As always, this review of The Queen of Black Magic will contain no spoilers, only enough information to convey the basic plot of the film. Rest easy, Review Reader!
This time around we have a gruesome little tale of black magic and buried secrets, 2021’s The Queen of Black Magic. Director Kimo Stamboel has been working for a while. I haven’t seen his other releases, but that may change soon. It helps that the current king of Indonesian horror, Joko Anwar, furnished the script. Joko Anwar is, of course, the writer and director who turned in a terrific remake of Satan’s Slaves, and his latest, Impetigore, is going to be Indonesia’s entry for the Academy Awards. Not too shabby, right?
The Queen of Black Magic is a remake, too, and for those unfamiliar, you’ll be able to check out the original 1981 film when horror powerhouse Shudder brings it to their streaming service in February of 2021.
The Queen of Black Magic is a largely traditional horror film. Three couples and their children return to the orphanage in which the men were raised. The orphanage’s director lies dying, and this reunion of sorts is arranged so that they can see the man who cared for them one last time. At the orphanage, those who moved on are reunited with the orphanage’s new caretakers and their old friends, Maman and Siti, both of whom are physically deformed in different ways. Maman has an uncontrollable facial tic, reminiscent of someone with Tourette’s, while Siti has been burned on one side of her face, leaving one eye wounded and sagging.
Also looming over the trip, too, is an accident on the road, where one of our leads, Hanif, struck a deer. Only maybe it wasn’t a deer. Soon, revelation after revelation will be uncovered and the titular Queen of Black Magic will be revealed.
There is a common thread in a lot of the recent Indonesian horror offerings, perhaps because Joko Anwar is such a force in cinema there. This feels like prime Joko Anwar, using the dramatic trappings of this reunion of childhood friends, and then swerving into the macabre. It’s not unlike Stephen King’s philosophy of horror, in which the ordinary collides with the supernatural in violent and often gruesome ways. I maintain that the best example of this remains Joko Anwar’s Satan’s Slaves, which nails both the atmosphere and the shocks with equal aplomb. This is a good formula, and it works here, too, although not with the same success.

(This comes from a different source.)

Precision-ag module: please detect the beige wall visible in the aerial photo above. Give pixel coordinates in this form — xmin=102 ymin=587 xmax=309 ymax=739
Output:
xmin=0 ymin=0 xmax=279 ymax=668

In many ways, this feels like a lost entry in Lucio Fulci’s Gates of Hell trilogy, where melodrama is met with a mean-spirited gore. Or maybe it’s just all the centipedes. I couldn’t shake the comparison, though, and it had me missing Fulci’s lush colors in comparison with the plainer lens of The Queen of Black Magic. And not only is the color a little less grand, the family drama loses ground to a familiar slasher path in the soggy second act. If you’ve seen any of the mostly terrible Nightmare on Elm Street sequels, you know that when someone starts talking about their moral failings, like vanity or germaphobia, it’s a pretty safe bet their end will feature those elements.